Building a data science solution for an NGO when you don’t know what infrastructure it will run on: a case study predicting tutor supply and demand mismatch
06-03, 10:15–10:55 (Europe/London), Minories

The Brilliant Club supports less advantaged students to access and succeed in the UK’s most competitive universities. They do this by mobilising the PhD community to support students in schools via their courses and tutoring programme. A challenge they face is being able to anticipate the tutor supply they need to meet the increasing demands of their programmes as they expand nationally. A team of six DataKind UK volunteers worked with The Brilliant Club to develop a way to forecast and visualise the mismatch between tutor supply and demand across the UK. This is a talk about how we collaboratively explored their data and built a valuable, new tool for them and, crucially, how we did so in a flexible, scalable way that provides them with immediate value but also will fit into their future use of digital and cloud-based tools. This talk is for people intrigued by deploying new, data-driven solutions in organisations that are only just maturing into the data space. No previous knowledge is required.

The Brilliant Club’s (TBC) 2021-26 strategy focuses on two goals: student access and student success. TBC wants more pupils from less advantaged backgrounds to access university; their aim is to work with 100,000 pupils on their flagship Scholars Programme over the next five years.

In order to achieve these aims, TBC needs to ensure their systems and processes are scalable, and crucially, that they have the right number of PhD researcher volunteers in the right areas to meet school demand. One particular challenge is estimating the number of tutors they need to recruit. This was previously done with Excel spreadsheets, but the problem was that it didn’t yield accurate predictions at the regional level, and they sometimes had tutor shortages. Moreover, as TBC now supports 25,000 students, it was difficult to visualise and monitor where there was a tutor supply/demand mismatch.

Six DataKind UK volunteers took on the challenge to deliver a better data-driven solution to this problem.
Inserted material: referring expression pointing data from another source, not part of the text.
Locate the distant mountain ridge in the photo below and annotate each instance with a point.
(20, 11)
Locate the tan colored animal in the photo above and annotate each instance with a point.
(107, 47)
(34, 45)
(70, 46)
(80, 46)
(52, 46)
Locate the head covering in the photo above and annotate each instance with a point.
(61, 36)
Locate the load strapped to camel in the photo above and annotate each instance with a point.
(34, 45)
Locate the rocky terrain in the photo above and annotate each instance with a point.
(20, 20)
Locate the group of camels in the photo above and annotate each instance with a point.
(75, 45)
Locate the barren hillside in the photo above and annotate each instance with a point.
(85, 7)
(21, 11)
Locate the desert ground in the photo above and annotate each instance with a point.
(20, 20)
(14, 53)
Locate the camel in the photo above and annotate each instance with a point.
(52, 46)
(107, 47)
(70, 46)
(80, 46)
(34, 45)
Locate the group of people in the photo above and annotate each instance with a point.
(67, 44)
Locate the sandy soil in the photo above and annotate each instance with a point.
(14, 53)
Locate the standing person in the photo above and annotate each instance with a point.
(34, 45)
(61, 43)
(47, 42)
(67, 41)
This collaboration is an example of a DataKind DataCorps data project that unites a charity with a team of experienced data scientists to build and implement a bespoke data science solution or tool for the organisation. Over an 8-month period, the team worked to explore the data, and make a maintainable, functional set of models that could help in the prediction of The Brilliant Club’s tutor supply and demand using the latest available data and visualising it in an easy-to-use manner.

A large part of the challenge is the TBC currently has no cloud infrastructure so the solution delivered needed to be easy to use and maintain but also able to be, potentially, scaled and deployed to the cloud in the future. To this end, we built our solution around various open-source tools and technologies including: Python; Scikit-learn; Jupyter; Docker; PostgreSQL; dbt; Prefect. The visualisation aspect of the project was delivered via Tableau as it was a tool The Brilliant Club already had licensed and was familiar with; however, we could easily have replaced it with a variety of other dashboarding tools.
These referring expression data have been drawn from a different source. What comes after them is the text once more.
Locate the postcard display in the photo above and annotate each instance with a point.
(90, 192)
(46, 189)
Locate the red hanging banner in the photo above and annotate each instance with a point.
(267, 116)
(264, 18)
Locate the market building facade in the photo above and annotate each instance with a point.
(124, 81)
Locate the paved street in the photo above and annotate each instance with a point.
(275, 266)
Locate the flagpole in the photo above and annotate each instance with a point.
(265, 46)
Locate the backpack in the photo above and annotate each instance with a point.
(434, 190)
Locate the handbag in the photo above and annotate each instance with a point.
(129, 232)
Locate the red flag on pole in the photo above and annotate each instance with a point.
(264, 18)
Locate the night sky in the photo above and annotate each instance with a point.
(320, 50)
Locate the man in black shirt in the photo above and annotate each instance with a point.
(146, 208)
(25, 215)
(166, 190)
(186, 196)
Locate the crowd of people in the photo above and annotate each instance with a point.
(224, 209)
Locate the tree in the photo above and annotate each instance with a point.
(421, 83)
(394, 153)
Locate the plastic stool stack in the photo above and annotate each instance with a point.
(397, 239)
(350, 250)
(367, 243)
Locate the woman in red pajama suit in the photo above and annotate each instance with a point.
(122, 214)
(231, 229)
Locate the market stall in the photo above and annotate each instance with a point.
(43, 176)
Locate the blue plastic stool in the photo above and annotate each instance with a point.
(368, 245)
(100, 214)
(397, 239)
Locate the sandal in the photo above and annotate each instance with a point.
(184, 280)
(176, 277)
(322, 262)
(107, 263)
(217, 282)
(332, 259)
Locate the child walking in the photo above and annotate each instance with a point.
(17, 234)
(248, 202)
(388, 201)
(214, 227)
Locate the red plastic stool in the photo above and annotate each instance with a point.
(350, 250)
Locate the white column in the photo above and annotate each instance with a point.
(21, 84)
In this talk, we will discuss how we designed the solution to deliver it in an accessible way and demonstrate how we implemented a variety of technologies to produce a reproducible suite of tools and outputs to support The Brilliant Club’s mission to help more students access education in the UK.

Prior Knowledge Expected

No previous knowledge expected

I spent 10 years as an astrophysics researcher analysing high-energy data from space telescopes in the search for new objects in the universe and a better understanding of what we already knew to be out there. In 2015 I transitioned to data science joining a smart-cities startup called HAL24K. Over the next 8 years, I built data science solutions that enabled city governments and suppliers to derive actionable intelligence from their data to make cities more efficient, better informed and to make better use of resources. During that time I built and lead a team of 10 data scientists and helped the company spin out four new companies. In 2022, I joined ComplyAdvantage as a Senior Data Scientist working to combat financial crime and fraud.

I have supported DataKind UK since 2015 in their mission to bring pro-bono data science support to charities and NGOs in the third sector. And I have been an active member of the PyData community over the same time period.